Supply improved with the arrival of five vessels loaded with millions of liters of gasoline from Iran, a country that also has been laboring under US sanctions for years but which has better ability to manage its resources and, in contrast to Venezuela, can permit itself the luxury of exporting some of its oil and derivatives.

But three months after the fuel was received, with no new purchases and refining reduced to practically zero, the Caribbean country saw the return two weeks ago of long lines at filling stations, a serious problem that persists without any definitive solution on the horizon.

In Caracas, some citizens told EFE that they had waited in line for up to nine hours to buy gas at local service stations.

But in regions like the western state of Tachira, which borders on Colombia, the scarcity led to 10 weeks during which the fuel was allocated only to the so-called “priority sectors” like food transport or the security forces’ vehicle fleets.

“In the short term, the supply’s not going to improve. I don’t see the Maduro government producing gasoline, and so the scarcity’s going to worsen,” economist Alejandro Grisanti told EFE.

“They destroyed the refining complex. Venezuela had the capacity to refine 1.3 million barrels per day, it produced enough petroleum, it refined enough petroleum,” he said.

Grisanti said that Venezuela has “highly trained” human capital to get the refineries running again, but that political layoffs in PDVSA like the ones the late President Hugo Chavez (who governed from 1999-2013) ordered after a 2002 oil strike, and the current crisis, have driven the best technicians abroad.

In addition, he refuted the arguments of the Chavista government that blame the sanctions for the gasoline scarcity.

“If you look at the drop in (oil) refining and production, you’ll notice that there’s a trend that began before the sanctions,” he said.

In January 2019, the US administration of Donald Trump imposed direct sanctions on PDVSA, at the same time freezing all assets and properties of the firm under US jurisdiction.

These measures, which entered into force in late April 2020, prohibit the import into the US of Venezuelan oil and sanction anybody who does business with PDVSA.

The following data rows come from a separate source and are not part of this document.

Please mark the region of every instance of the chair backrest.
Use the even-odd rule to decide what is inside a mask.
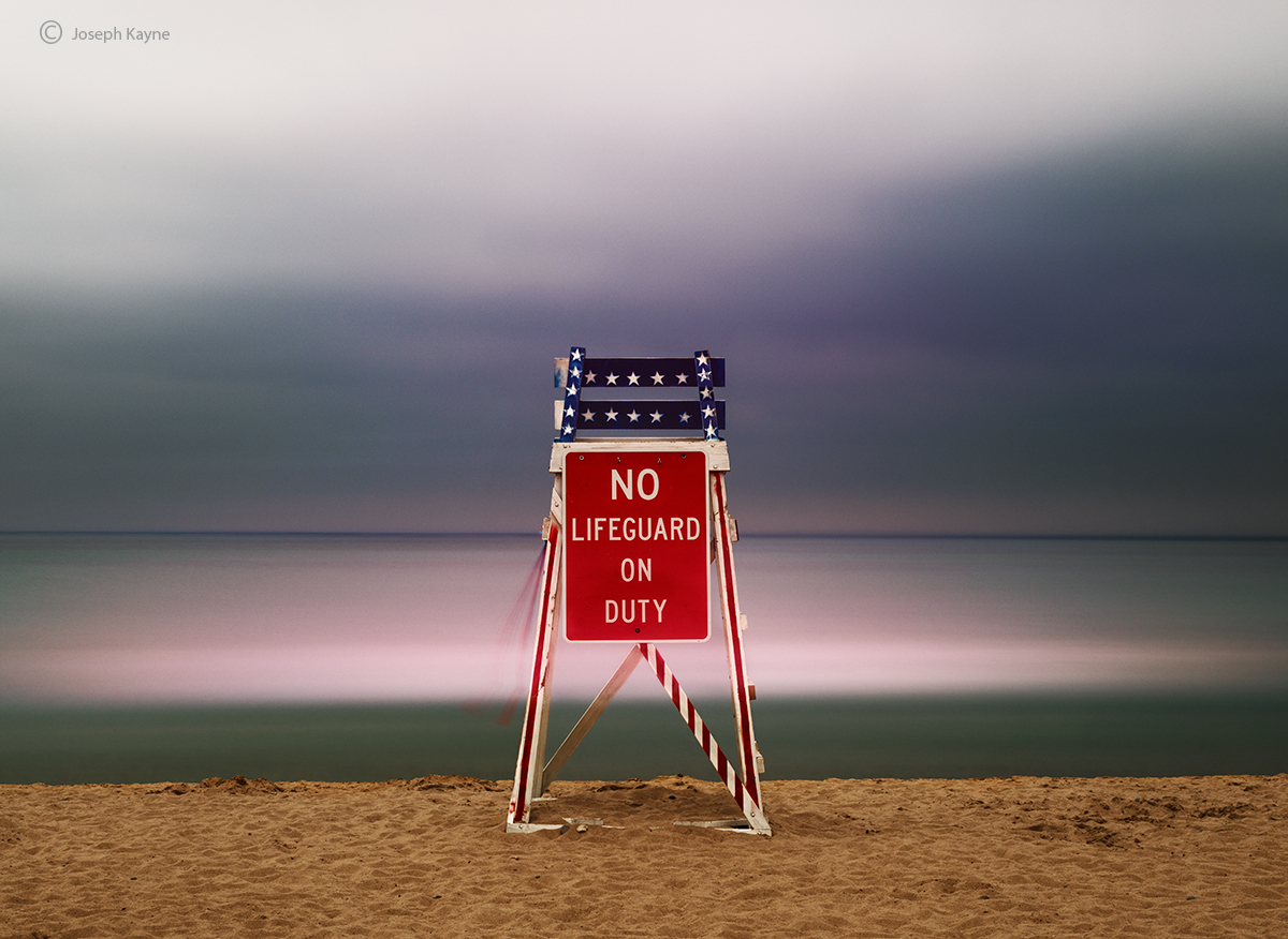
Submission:
[[[555,401],[555,440],[573,442],[578,431],[626,436],[679,431],[719,440],[725,412],[715,390],[724,387],[724,359],[712,359],[707,350],[684,359],[589,359],[583,347],[573,346],[567,359],[555,359],[555,387],[563,392]],[[640,388],[683,388],[692,394],[638,399],[611,394],[629,395]],[[582,392],[590,390],[596,394],[582,399]]]

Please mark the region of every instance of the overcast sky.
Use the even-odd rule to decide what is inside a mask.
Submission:
[[[1282,3],[23,0],[0,127],[0,530],[533,530],[576,343],[747,531],[1288,534]]]

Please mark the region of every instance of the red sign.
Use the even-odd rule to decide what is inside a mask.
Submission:
[[[711,635],[703,450],[564,457],[564,635],[702,642]]]

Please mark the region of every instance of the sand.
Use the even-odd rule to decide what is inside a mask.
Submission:
[[[12,936],[1288,936],[1288,776],[0,786]]]

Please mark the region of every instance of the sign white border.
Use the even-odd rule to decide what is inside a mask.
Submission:
[[[707,629],[706,635],[701,639],[641,639],[640,637],[629,637],[622,639],[572,639],[568,637],[568,529],[567,529],[567,516],[564,513],[565,494],[564,481],[564,467],[569,457],[577,451],[616,451],[616,453],[657,453],[657,451],[674,451],[674,453],[694,453],[701,454],[705,468],[702,471],[703,480],[703,521],[702,530],[706,535],[705,539],[705,553],[707,556],[707,574],[706,574],[706,614],[707,614]],[[556,468],[558,464],[558,468]],[[723,464],[723,466],[719,466]],[[576,643],[578,646],[623,646],[623,644],[639,644],[640,642],[648,642],[653,644],[671,644],[671,643],[701,643],[707,642],[711,638],[711,579],[715,576],[712,571],[712,558],[711,558],[711,539],[714,533],[711,530],[711,472],[714,470],[729,468],[729,451],[725,448],[725,441],[714,440],[670,440],[658,439],[650,440],[648,437],[635,437],[630,440],[586,440],[576,442],[556,442],[555,449],[551,451],[550,458],[550,471],[559,473],[559,490],[560,490],[560,512],[559,512],[559,525],[564,529],[564,536],[560,542],[560,565],[559,565],[559,620],[560,628],[559,633],[564,642]]]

For political scientist Ricardo Sucre, a medium-term solution to the scarcity of gasoline could come with agreements between the Maduro government and the opposition, despite the fact that neither side recognizes the other as legitimate.

Sucre told EFE that months ago the Maduro administration and the opposition reached agreement for the Pan American Health Organization (PAHO) to distribute humanitarian aid in Venezuela using resources that the two sectors manage.